The planning document abandoned the former one-size-fits-all approach by mapping out the goals and priorities of the different areas, from the downtown core, to the inner and outer urban settings, to the suburbs, to the rural communities, said Miguelez.
“We have a very large territory. Each part is valid in its own right and each has to find itself reflected in the plan for the city. At the same time, a plan needs to talk about not only the way things are but about the way things ought to be and why and give clear direction to change.”
“To get all this right takes a very deep understanding of a number of different things,” said Miguelez, who called the official plan “a high point in my career, no question about it”.
Miguelez also praised his former colleagues, whom he described as being “among the top” in their field. “I made friendships that will last for the rest of my life.”
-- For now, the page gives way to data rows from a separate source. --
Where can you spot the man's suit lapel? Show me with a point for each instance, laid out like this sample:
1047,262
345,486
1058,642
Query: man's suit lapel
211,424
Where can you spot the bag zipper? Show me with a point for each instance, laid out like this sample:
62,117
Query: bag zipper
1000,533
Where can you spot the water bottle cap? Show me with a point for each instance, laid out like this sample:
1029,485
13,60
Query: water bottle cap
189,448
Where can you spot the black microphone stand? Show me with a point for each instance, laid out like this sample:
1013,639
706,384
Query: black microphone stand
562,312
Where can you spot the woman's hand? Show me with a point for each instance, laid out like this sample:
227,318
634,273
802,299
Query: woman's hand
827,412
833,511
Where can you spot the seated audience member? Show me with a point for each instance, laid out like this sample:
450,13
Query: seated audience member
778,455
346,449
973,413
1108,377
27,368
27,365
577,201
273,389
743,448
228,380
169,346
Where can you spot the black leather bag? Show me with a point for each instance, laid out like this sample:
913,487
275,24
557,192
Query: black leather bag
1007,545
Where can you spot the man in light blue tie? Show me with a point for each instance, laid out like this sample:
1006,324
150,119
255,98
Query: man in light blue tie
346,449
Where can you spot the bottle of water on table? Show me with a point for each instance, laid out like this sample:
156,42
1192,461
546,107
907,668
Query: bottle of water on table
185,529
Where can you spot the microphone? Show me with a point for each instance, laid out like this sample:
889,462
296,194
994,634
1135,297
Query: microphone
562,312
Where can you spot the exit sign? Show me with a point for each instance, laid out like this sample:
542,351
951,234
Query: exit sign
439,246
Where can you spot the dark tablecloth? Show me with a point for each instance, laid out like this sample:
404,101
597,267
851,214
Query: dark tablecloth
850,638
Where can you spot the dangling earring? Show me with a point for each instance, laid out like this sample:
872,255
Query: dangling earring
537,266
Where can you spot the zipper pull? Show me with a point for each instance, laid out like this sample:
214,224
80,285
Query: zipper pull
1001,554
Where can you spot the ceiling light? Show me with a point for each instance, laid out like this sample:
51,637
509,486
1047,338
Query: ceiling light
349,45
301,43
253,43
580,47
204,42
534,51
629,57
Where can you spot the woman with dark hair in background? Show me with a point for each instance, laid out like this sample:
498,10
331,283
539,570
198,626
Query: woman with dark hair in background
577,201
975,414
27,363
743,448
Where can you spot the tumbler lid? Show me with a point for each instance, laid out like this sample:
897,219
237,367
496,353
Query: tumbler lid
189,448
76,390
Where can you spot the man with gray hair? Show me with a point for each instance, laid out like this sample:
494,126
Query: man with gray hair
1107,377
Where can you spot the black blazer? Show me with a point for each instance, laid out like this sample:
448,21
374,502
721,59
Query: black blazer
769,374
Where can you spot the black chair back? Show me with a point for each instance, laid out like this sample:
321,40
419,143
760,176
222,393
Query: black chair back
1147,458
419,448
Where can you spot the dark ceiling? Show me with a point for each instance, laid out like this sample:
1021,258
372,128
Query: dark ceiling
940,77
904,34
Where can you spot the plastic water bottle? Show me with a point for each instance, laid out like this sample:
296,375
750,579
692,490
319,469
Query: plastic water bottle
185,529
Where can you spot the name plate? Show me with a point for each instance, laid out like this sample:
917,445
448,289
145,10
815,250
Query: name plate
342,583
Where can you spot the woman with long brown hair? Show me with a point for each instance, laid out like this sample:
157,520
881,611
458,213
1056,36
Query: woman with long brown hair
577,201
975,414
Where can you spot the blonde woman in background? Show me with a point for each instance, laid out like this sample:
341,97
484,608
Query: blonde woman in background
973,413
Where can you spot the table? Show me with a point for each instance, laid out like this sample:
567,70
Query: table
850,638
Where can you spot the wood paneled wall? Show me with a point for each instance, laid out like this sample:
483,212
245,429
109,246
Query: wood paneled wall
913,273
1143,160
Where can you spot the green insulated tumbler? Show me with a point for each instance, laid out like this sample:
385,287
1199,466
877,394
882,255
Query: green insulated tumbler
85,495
When the career opportunity came up at the NCC, Miguelez considered the progressive manner in which the organization has been renewing its goals and priorities and bringing the region more in line with 21st-century wants and needs. “I’ve been looking at the NCC over the last few years and thinking it would be a pretty interesting place to work,” said the history buff and author of two books, “A Theatre Near You: 150 years of going to the show in Ottawa-Gatineau”, and “Transforming Ottawa: Canada’s Capital in the eyes of Jacques Gréber”.
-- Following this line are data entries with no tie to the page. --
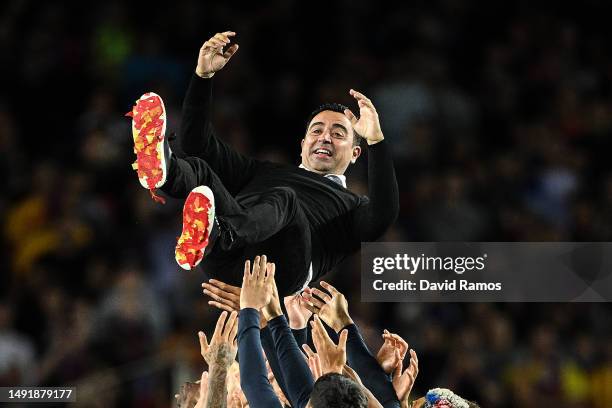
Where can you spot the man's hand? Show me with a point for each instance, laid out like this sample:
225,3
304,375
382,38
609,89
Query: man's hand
203,391
392,352
333,357
272,309
188,395
257,286
314,362
212,58
368,125
226,297
403,382
332,308
223,346
297,311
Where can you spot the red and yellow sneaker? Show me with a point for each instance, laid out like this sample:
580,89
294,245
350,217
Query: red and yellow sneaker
198,222
150,144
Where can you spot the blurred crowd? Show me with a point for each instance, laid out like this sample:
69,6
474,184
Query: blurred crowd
501,120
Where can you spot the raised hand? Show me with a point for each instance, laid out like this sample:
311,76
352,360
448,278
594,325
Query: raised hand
226,297
403,382
332,356
314,362
272,309
223,346
212,57
203,392
332,308
297,311
257,285
368,124
188,395
392,352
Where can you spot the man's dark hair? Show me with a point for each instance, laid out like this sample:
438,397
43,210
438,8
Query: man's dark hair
333,390
334,107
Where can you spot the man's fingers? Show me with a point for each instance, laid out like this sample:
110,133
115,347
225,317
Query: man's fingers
235,290
311,308
233,330
308,350
322,295
221,306
247,269
359,96
230,51
222,37
263,265
255,269
329,287
220,296
219,327
397,371
229,326
271,271
342,339
351,116
414,363
314,301
203,343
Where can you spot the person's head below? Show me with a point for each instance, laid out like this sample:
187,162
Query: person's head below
330,143
334,390
442,397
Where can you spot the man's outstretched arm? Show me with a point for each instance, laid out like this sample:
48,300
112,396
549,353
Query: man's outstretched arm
374,217
197,136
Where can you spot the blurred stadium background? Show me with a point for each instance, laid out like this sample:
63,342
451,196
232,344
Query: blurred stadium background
500,114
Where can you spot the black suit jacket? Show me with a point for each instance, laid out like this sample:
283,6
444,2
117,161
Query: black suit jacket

Miguelez’s interest in urban planning can be traced back to his childhood, when he would visit construction sites with his dad, an Argentinian-born, Paris-educated university professor. He can still remember when Ottawa’s downtown shopping mall, the Rideau Centre, was just a gaping hole in the ground.
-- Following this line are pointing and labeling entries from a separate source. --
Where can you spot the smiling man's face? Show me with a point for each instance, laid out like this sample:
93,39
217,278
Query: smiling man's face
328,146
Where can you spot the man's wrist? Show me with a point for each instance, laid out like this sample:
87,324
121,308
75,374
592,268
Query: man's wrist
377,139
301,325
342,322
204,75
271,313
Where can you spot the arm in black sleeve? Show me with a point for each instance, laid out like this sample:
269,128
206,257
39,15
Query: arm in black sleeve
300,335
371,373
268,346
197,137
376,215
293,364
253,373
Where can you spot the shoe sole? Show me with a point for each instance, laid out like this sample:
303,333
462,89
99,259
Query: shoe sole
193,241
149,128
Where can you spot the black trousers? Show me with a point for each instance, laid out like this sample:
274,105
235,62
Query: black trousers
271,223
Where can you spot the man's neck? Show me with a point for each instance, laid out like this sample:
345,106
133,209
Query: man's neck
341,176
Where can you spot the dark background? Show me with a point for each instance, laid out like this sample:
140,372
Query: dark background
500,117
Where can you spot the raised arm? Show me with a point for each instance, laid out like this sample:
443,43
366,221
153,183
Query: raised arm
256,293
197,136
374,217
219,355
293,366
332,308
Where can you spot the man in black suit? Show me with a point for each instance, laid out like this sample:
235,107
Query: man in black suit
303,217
“I was fascinated by how cities were built,” said Miguelez, who created his own mini metropolis in the basement of his family home using Lego sets and Matchbox cars.
After high school, Miguelez majored in political science and history at the University of Ottawa. He was flipping through university course guides when he landed on urban planning. He knew what he wanted to do next. He got his degree at the Université de Montréal and “never looked back.”
Paris and Barcelona are among his favourite cities. He also admires the urban fabric of Helsinki, Dublin, Amsterdam and Berlin.
“There’s one thing I think is certainly important for an urban planner: a city will never lie to you when you walk it.
“You can drive past something and not notice it because you’re going fast but it’s important to walk around a city and feel it that way.”